Elizabeth Berry-Kravis, MD, PhD, co-director of the Molecular Diagnostics Section of the Genetic Laboratory at Rush Medical College in Chicago, describes different treatment options for Niemann-Pick Type C (NPC).
NPC is a disabling neurogenetic disorder that has been diagnosed prenatally, neonatally, during childhood, and even into adulthood. This very rare genetic disorder is marked by progressive motor dysfunction and a highly variable symptom profile and onset of symptoms. It can result in the patient’s death soon after birth or manifest as a chronic disorder with symptoms worsening slowly over time.
Management of NPC largely consists of treating patients’ individual symptoms such as urologic deterioration, seizures, hypersalivation and drooling, spasticity, bowel dysfunction, and behavioral or psychiatric issues. Although miglustat was approved for the treatment of NPC by the European Medicines Agency in 2006, it has not been approved for this indication by the U.S. Food and Drug Administration. The drug inhibits the glycosphingolipid (GSL) synthesis, which seems to slow accumulation of this lipid in brain tissue.
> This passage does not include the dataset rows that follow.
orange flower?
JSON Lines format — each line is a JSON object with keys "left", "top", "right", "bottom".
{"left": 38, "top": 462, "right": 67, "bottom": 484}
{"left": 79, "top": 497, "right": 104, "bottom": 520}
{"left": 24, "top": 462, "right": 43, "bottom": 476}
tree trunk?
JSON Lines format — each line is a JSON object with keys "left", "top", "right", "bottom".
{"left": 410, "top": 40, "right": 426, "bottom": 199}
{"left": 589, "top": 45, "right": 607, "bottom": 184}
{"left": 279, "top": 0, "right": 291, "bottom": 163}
As a result, it may slow the development of neurologic symptoms associated with NPC.
Multidisciplinary care management may be the best approach to helping patients with NPC (and their families or caregivers), because NPC affects different organs, muscle tone, and mental status.
The prognosis for the disease can be poor for infants (<2 months) demonstrating symptoms just after birth (like cholestasis, hepatomegaly, or splenomegaly), but other patients may have mild disease that is not diagnosed until they are adults. For those expressing long-term, severe symptoms, death may result from neurologic decline and other life-threatening complications of NPC.